ALL THE OLD STORIES AND LEGENDS begin when the earth was young and mankind was bound to the land. In the far north of the world, where compasses spin and lights dance in the sky, the old legends are still told by the Dené people, continuing the ancestral teachings of living in harmony with the land, for it’s known in the north that only those who live in this way can survive in one of the most demanding environments on earth.
Dené is the Athabaskan word that loosely means “people” and literally breaks down into the two words De meaning “flow” and Ne meaning “Mother Earth.” The Dené people today are a group of several tribes who call the north home. While each regional group has its own language and customs, all share a common ancestry, and the region they inhabit in the Northwest Territories of Canada has always been known as Denendeh, which means “the creator’s spirit flows through this land.”
Spending time in Denendeh, the power and energy of the land is difficult to ignore, as each river, lake, and mountain has its own spirit, and each has a legend to remind the Dené who they are and why they are there. The people who call this rugged and inhospitable land home are taught to respect and honor the land and their ancestors above all else. Ricky Tsetso, a good-natured Dené guide with a quick laugh and easy smile, explained it to me simply when he said, “There is no separation between us and the land. We are the land. The lakes and rivers are our blood, the mountains our bones, and the animals we share the land with are our cousins.”
I heard many of the old stories and legends sitting with Ricky late at night around a fire while the endless northern twilight lingered into the early morning hours…. The mountain we had climbed earlier that day was the home of many ancestors, and when the light hits its flank just right the faces and skulls of those ancestors can bee seen in the rocks. The eagle that had stoically watched us land our small boat at the foot of the mountain was there to make sure our intentions were pure and we meant no harm. The wild blueberries we had feasted on during our climb were a gift from the ancestors to all the creatures that inhabit the land.
Over a cold Molson while night twilight turned back into sunlight, Ricky explained that the Dené believed the creator first created the land and then the animals, and later on, when people were created, they were the weakest of all the creatures and would have to depend on everyone and everything for survival. He explained how this dependence has taught the Dené respect and humility towards the land.
Clii Mountain from the far shore of Clii Lake. This was shot just before midnight as the muted sunset spread out to the horizon and the long twilight hours began.
Northwest Territories license plate...probably one of the coolest I've ever seen. "Spectacular" is an often-used term to describe the landscape and environment up here.
Late summer wildflowers are everywhere in July and August.
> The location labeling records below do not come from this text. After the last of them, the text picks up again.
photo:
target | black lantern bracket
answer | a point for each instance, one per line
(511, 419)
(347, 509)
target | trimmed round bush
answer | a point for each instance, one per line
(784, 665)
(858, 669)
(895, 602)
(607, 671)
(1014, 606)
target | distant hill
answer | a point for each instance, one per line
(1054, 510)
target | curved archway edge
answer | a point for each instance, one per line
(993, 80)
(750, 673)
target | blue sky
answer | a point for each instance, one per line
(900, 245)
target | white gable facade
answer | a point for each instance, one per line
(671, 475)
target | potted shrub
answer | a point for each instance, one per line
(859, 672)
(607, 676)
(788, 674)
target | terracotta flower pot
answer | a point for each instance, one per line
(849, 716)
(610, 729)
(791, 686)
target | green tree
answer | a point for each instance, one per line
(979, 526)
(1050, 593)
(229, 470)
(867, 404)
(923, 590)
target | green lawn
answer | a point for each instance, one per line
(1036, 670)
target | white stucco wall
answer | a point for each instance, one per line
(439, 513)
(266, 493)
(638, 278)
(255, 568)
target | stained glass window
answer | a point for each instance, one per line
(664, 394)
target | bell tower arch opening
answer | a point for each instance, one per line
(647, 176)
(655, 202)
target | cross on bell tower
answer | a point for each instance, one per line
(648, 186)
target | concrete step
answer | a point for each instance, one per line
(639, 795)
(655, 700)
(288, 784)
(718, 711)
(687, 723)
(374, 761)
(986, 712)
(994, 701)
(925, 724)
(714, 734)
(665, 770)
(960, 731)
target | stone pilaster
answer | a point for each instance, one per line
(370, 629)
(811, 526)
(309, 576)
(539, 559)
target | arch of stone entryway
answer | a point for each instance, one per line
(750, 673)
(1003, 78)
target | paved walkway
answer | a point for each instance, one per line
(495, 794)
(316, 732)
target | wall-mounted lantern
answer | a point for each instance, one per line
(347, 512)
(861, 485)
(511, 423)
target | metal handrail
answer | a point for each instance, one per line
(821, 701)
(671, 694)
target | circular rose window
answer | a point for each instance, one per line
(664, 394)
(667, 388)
I never heard the legend behind these flowers, but I'm sure there is one...
Lichen on the forest floor near Virginia (Nailicho) Falls. Lichen such as this is one of the hardiest plants on earth. Slow growing and able to survive the harshest of temperatures, it is a staple for the caribou herds during the long winters.
Looking down the Nahanni River from the cliff edge at Nailicho, which means "big water" in Athabaskan.
Across the lake
Clii Mountain, from the longtime village site on Clii Lake. The site is now occupied by a beautiful lodge built by the descendents of the tribe that has called the lake home for countless generations. If you look closely at the base of the big cliff just above the water, a large skull of the ancestors can be seen.
A large bald eagle, known to the Dené as det’anichok, watched from his perch as we landed our small boat at the base of Clii Mountain to begin our climb. I’ve never felt so closely watched, and the eagle soared overhead during our entire climb.
Wild blueberries covered the summit of Clii Mountain.
Bryce throws horseshoes at 10 o'clock as the sun is just beginning to set on Clii Mountain.
The Northern Nahanni Naturalist Lodge
was built by hand from locally harvested logs by the Clii family, whose ancestors have called this exact location home for generation upon generation. It was a real treat to be able to spend time in such a beautiful and powerful place. The reverence of the land that Ricky so adamantly teaches to Bryce will stick with me for a long time.
Bryce Phillips, an 11-year-old Dené, wades through the thick brush on Clii Mountain, sacred home of many ancestors. On this day, Bryce became the youngest to ever climb the mountain.
Ricky Tsetso is a Dené guide and lifelong resident of the area. His knowledge of the local territory is only surpassed by his ability to tell stories about the land and its people.
From the top
Bryce takes in the view of Denendeh from the top of Clii Mountain. He has spent countless hours in the shadow of the mountain, gazing at his ancestors' faces in the rocks, and it was amazing to see his reverence for the place.